The BBC report singled out humility as perhaps the most important leaderly ingredient.
The article found, through psychological studies, that “humbler leaders cultivated greater work engagement and job satisfaction among their employees”. And, more importantly, the leader’s humility “give(s) the employees the confidence to disagree with decisions, the fact that the leader is willing to admit their own limits should encourage the team members to admit their own flaws – all of which should create a more honest and constructive workplace.”
According to Merriam & Webster humility is freedom from pride or arrogance. It is the quality or state of being humble. To be humble is to be not proud or haughty.

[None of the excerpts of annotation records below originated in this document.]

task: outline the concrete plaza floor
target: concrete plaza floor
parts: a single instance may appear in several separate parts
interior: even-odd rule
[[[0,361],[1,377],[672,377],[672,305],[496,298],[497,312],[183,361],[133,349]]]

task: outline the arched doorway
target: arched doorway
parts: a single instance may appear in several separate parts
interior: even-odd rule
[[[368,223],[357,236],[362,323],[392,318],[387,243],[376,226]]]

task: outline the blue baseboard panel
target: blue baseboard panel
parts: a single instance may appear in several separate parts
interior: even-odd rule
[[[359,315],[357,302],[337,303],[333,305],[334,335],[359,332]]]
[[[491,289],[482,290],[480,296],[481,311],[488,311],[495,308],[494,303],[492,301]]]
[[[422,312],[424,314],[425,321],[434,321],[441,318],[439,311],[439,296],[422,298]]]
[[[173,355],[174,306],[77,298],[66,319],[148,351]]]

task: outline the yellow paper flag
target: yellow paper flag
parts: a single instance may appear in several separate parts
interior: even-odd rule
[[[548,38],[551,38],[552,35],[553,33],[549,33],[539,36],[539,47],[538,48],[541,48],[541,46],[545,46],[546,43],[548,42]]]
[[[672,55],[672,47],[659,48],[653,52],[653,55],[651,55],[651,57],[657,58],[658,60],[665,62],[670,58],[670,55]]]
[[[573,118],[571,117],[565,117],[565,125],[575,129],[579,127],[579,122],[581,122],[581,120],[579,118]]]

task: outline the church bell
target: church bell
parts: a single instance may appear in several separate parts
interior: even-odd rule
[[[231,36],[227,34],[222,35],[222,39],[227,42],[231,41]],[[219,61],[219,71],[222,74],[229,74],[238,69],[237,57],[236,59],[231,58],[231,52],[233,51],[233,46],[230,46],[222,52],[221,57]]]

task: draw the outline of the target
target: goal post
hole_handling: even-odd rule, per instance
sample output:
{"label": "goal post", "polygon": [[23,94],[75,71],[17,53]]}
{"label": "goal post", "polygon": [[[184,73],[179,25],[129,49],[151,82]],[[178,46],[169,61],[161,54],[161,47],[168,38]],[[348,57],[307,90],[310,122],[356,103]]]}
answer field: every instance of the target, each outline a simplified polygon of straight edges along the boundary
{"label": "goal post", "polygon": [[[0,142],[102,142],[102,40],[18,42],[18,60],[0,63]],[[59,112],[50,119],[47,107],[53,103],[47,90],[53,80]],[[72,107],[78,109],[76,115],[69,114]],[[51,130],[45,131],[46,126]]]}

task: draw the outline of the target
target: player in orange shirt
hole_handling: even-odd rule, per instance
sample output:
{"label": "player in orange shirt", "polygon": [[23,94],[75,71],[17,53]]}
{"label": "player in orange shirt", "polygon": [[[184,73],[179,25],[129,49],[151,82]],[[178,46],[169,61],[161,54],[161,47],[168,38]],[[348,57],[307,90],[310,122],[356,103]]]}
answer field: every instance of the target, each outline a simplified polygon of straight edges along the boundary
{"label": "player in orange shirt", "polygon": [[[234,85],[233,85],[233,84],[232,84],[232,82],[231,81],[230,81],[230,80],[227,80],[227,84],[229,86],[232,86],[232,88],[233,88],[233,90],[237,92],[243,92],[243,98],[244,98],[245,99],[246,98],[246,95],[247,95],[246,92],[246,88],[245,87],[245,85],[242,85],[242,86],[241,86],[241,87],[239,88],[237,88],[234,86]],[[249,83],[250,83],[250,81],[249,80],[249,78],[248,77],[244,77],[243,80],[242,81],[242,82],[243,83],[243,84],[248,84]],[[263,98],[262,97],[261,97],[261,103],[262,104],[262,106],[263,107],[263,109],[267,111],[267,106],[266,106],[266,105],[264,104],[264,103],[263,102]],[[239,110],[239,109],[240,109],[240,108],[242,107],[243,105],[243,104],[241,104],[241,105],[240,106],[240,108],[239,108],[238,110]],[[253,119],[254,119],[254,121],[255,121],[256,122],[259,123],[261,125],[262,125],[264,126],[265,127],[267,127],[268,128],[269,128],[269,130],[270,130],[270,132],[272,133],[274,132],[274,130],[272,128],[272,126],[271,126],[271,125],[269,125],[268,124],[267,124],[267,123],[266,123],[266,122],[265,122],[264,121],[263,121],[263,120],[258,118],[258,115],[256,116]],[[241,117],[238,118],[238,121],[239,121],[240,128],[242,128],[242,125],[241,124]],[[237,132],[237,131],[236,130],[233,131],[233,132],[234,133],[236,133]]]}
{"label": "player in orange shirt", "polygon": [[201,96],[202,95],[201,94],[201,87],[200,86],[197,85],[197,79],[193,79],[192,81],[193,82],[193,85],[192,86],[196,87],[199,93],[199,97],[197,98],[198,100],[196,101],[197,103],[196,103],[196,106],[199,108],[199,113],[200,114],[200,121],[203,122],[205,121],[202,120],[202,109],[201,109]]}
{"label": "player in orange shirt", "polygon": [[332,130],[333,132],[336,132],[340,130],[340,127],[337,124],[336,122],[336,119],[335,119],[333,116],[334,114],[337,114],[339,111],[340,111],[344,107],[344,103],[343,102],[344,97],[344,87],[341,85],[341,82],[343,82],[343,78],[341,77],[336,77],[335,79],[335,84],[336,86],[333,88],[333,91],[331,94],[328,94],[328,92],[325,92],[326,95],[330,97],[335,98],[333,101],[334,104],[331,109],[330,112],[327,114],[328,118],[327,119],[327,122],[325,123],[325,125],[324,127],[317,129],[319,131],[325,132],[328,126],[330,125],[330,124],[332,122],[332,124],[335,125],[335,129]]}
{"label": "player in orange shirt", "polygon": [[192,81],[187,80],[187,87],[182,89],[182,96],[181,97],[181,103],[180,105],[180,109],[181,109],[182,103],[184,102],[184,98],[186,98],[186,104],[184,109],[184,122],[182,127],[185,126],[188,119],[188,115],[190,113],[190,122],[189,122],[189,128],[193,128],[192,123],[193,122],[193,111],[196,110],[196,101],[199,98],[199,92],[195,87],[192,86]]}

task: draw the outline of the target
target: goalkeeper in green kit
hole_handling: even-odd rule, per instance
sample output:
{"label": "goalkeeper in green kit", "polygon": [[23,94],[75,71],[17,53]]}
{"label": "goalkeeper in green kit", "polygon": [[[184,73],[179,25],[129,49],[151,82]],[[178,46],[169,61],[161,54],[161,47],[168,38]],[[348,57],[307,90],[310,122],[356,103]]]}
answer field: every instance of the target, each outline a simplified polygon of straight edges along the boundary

There is a risk in professing one’s humbleness – it can be seen as weakness. Humble is when we reflect, express, or offer something in a spirit of deference or submission
And, tipping it further toward an impression of weakness, a humble person may be of low rank in a hierarchy, possibly of insignificance.
Yet, writers on the topic suggest otherwise: You are not a mouse! You are a manly man (or woman) brave, and resolute, etc.
Perhaps the perception of your humility is refracted by the level of confidence you project.
Frank Lloyd Wright concluded: “Early in life I had to choose between honest arrogance and hypocritical humility. I chose the former and have seen no reason to change.” That may explain why his structures are high maintenance and with leaky roofs.
Just how humble are you?
Answer these questions. They come from one of the BBCs referred to psychological studies.
Ask someone who knows you quite well to assess how you work with other people. Have him or her answer each of these questions with a 1. Often; or a 2. Sometimes; or, a 3. Hardly ever.
Of course, you will want to discuss the ranker’s perceptions. Perhaps, tit for tat, you can give feedback on how you perceive the ranker’s humility.
1. I actively seek feedback, even if it is critical.
2. I admit when I don’t know how to do something.
3. I acknowledge others may have more knowledge and skills than I do.
4. I take notice of others’ strengths.
5. I often compliment others on their strengths.
6. I show appreciation for the unique contributions of others.
7. I am willing to learn from others.
8. I am open to the ideas of others.
9. I am open to the advice of others.
Can these behaviors be learned?
I suppose so; it is no different than, for example, learning to listen better. First, stop talking, start hearing and understanding.
Paramount for me is that humbleness includes the ability and inclination to ask for help, not try to do everything yourself.
Some of my best achievements came after I asked for help.